Monday, July 20, 2009

Pregnancy, Breastfeeding and Swine Flu A/H1N1




  • Last modified date:
    29 May 2009

Breastfeeding and swine flu

Women who are breastfeeding should continue while receiving antiviral treatment or prophylaxis as they are not contraindicated in breastfeeding.

In particular mothers should feed on demand. Where possible additional formula should not be used so that the infant receives as much of the maternal antibodies as possible.

If a mother is ill, she should continue breastfeeding and increase feeding frequency. If she becomes too ill to feed then expressing milk may still be possible.

It the baby becomes too ill to breastfeed then expressed milk should be used.

The risk for swine influenza transmission through breast milk is unknown. However, reports of viraemia with seasonal influenza infection are rare.

Antiviral treatment

Antiviral drugs are not a cure, but can aid recovery if taken within 48 hours of symptoms developing. There are two possibilities: Oseltamivir (Tamiflu) and Zanamivir (Relenza)

Oseltamivir and its active metabolite, oseltamivir carboxylate, are excreted into human breast milk in very small amounts. Limited data suggest that clinical sequelae from maternal treatment would not be expected in a breastfed infant.

There are no data on zanamivir use during lactation but based on limited bioavailability the systemic exposure of a breast fed infant from maternal treatment is expected to be insignificant.

The overall consensus is that treatment with either drug is not a reason to discontinue, or put limitations on, breast feeding full-term or pre-term infants. Due to the very small amounts transferred into breast milk, and the limited oral bioavailability of either drug, the benefits of breast feeding are considered to outweigh any, albeit unidentified, risks.

Data on oseltamivir are limited. The recommendation for zanamivir is based on pharmacokinetic principles only.

Reducing the risk of transmission from mother to baby

As with general precautions, mothers should take steps to reduce the risk to their infant by washing their hands frequently with soap and hot water or a sanitiser gel and by using clean tissues to cover their mouth and nose when coughing or sneezing. Tissues should be binned after use.

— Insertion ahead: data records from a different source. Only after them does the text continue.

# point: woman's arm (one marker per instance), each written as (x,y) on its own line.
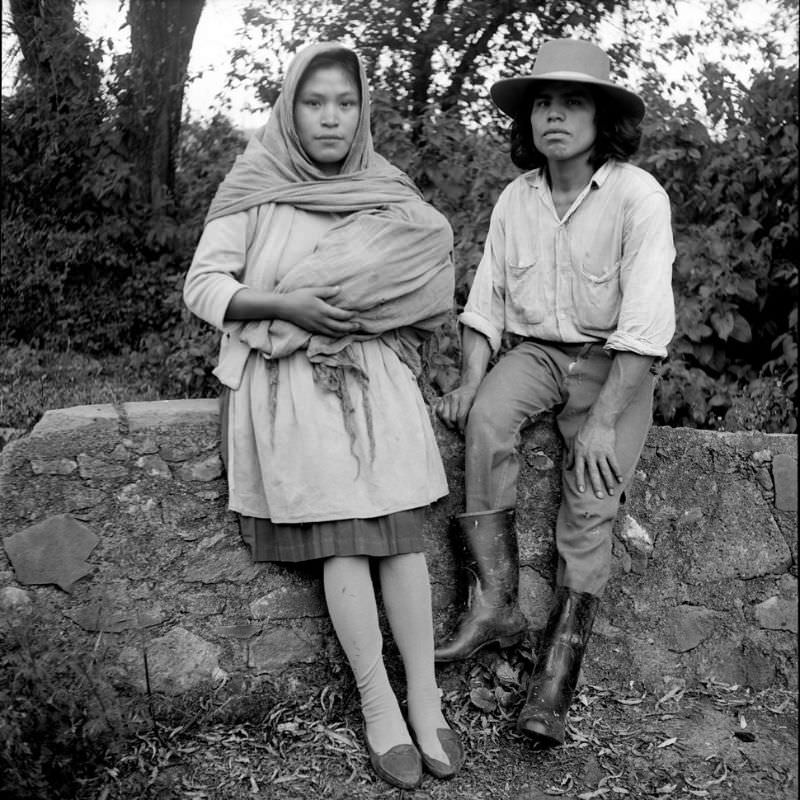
(306,308)
(453,408)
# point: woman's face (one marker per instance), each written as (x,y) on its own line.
(326,114)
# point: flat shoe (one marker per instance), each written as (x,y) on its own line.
(400,765)
(453,749)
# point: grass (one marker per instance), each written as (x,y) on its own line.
(68,731)
(34,381)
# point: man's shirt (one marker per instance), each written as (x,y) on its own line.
(601,273)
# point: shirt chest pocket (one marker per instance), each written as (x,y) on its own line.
(525,290)
(596,294)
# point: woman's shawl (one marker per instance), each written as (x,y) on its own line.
(390,254)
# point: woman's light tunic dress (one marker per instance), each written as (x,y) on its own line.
(291,457)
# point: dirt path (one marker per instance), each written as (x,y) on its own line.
(718,742)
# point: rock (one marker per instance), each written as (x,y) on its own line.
(100,617)
(233,566)
(688,626)
(784,475)
(245,630)
(290,602)
(53,551)
(91,467)
(279,647)
(176,662)
(154,466)
(14,599)
(776,614)
(58,466)
(208,469)
(77,496)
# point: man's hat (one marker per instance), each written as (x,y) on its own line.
(566,60)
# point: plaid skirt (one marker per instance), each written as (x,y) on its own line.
(392,534)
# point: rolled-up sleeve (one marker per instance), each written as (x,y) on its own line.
(214,276)
(484,311)
(647,314)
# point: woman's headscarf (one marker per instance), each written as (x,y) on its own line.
(274,168)
(390,254)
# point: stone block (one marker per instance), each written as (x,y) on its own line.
(176,662)
(784,475)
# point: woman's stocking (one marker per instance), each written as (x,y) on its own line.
(354,614)
(406,591)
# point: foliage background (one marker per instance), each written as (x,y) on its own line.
(92,268)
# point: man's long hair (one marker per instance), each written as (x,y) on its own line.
(618,134)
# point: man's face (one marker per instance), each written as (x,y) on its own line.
(563,121)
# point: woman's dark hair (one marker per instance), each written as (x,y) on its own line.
(340,57)
(618,134)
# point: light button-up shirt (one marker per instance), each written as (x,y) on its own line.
(602,272)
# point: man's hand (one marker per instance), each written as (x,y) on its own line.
(308,309)
(592,452)
(453,408)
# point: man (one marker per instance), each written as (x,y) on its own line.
(577,264)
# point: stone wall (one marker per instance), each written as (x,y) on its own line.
(114,524)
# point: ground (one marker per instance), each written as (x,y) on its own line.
(714,742)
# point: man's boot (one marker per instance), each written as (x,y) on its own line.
(493,615)
(555,675)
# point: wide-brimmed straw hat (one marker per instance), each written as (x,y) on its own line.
(566,60)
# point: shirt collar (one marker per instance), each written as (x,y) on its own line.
(537,180)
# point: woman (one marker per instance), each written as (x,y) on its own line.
(325,270)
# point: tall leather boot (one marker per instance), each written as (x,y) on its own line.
(493,615)
(555,676)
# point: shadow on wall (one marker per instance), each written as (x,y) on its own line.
(115,521)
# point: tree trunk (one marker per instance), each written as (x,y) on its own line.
(162,32)
(56,56)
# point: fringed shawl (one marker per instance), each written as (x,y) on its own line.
(390,254)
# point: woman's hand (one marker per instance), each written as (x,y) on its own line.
(453,408)
(310,310)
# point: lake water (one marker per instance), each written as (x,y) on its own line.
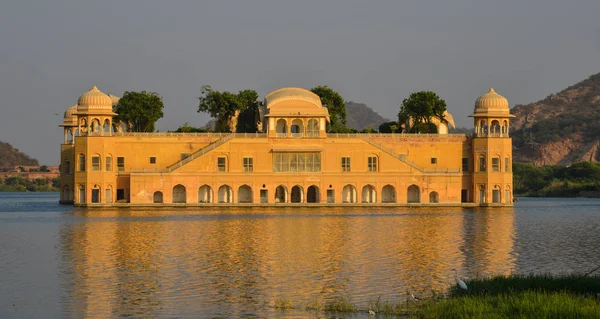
(60,262)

Mothers and infants should stay as close together as possible and encouraged to have early and frequent skin-to-skin contact with their infants.

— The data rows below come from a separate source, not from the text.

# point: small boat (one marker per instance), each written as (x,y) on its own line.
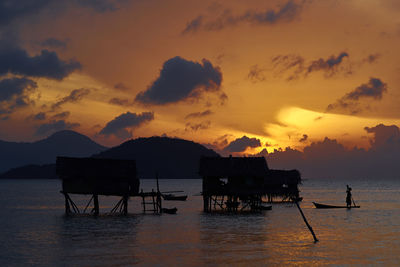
(169,211)
(261,207)
(173,197)
(266,207)
(325,206)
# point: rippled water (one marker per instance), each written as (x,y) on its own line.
(34,230)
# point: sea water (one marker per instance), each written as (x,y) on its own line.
(35,232)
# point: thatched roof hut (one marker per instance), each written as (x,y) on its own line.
(98,176)
(233,175)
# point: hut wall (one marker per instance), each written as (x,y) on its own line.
(98,176)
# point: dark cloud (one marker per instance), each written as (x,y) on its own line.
(55,126)
(329,65)
(119,125)
(121,87)
(15,93)
(374,89)
(197,126)
(304,138)
(385,138)
(295,67)
(120,102)
(181,79)
(194,25)
(330,159)
(284,13)
(11,11)
(288,63)
(40,116)
(241,144)
(47,64)
(61,116)
(371,58)
(199,114)
(75,96)
(256,74)
(54,43)
(100,5)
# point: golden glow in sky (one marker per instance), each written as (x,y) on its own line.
(285,73)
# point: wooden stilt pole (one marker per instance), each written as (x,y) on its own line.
(67,207)
(125,203)
(305,220)
(96,204)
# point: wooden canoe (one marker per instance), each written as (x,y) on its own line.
(173,197)
(325,206)
(169,211)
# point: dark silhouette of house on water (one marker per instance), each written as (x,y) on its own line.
(238,183)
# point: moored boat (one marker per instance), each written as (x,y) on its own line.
(169,210)
(173,197)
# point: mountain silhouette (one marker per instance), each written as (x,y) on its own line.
(169,157)
(63,143)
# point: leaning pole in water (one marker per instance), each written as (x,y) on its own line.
(305,220)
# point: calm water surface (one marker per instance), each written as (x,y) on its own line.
(35,232)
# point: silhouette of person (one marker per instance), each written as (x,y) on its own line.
(348,196)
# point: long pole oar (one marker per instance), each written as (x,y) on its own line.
(354,203)
(305,220)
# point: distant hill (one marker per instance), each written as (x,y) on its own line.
(63,143)
(171,157)
(47,171)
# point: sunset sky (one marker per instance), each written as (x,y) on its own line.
(240,76)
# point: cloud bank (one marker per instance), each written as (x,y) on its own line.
(47,64)
(121,124)
(285,13)
(351,102)
(180,80)
(241,144)
(330,159)
(15,93)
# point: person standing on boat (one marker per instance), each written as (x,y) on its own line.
(348,196)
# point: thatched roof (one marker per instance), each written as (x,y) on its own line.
(93,168)
(233,167)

Babies hands should be washed if they have been in their mouth.

Limit sharing of toys and other items that have been in infants' mouths. Wash thoroughly with soap and water any items that have been in infants' mouths.

Keep dummies (including the dummy ring/handle) and other items out of adults' or other infants' mouths prior to giving to the infant.

The available scientific evidence shows that the basic face masks do not protect people from becoming infected and that the best way of reducing the risk of transmission is by hand washing and using and disposing of tissues.

General treatments of symptoms for breastfeeding women include drinking plenty of fluids and relief of symptoms with paracetamol or ibuprofen to control any fever.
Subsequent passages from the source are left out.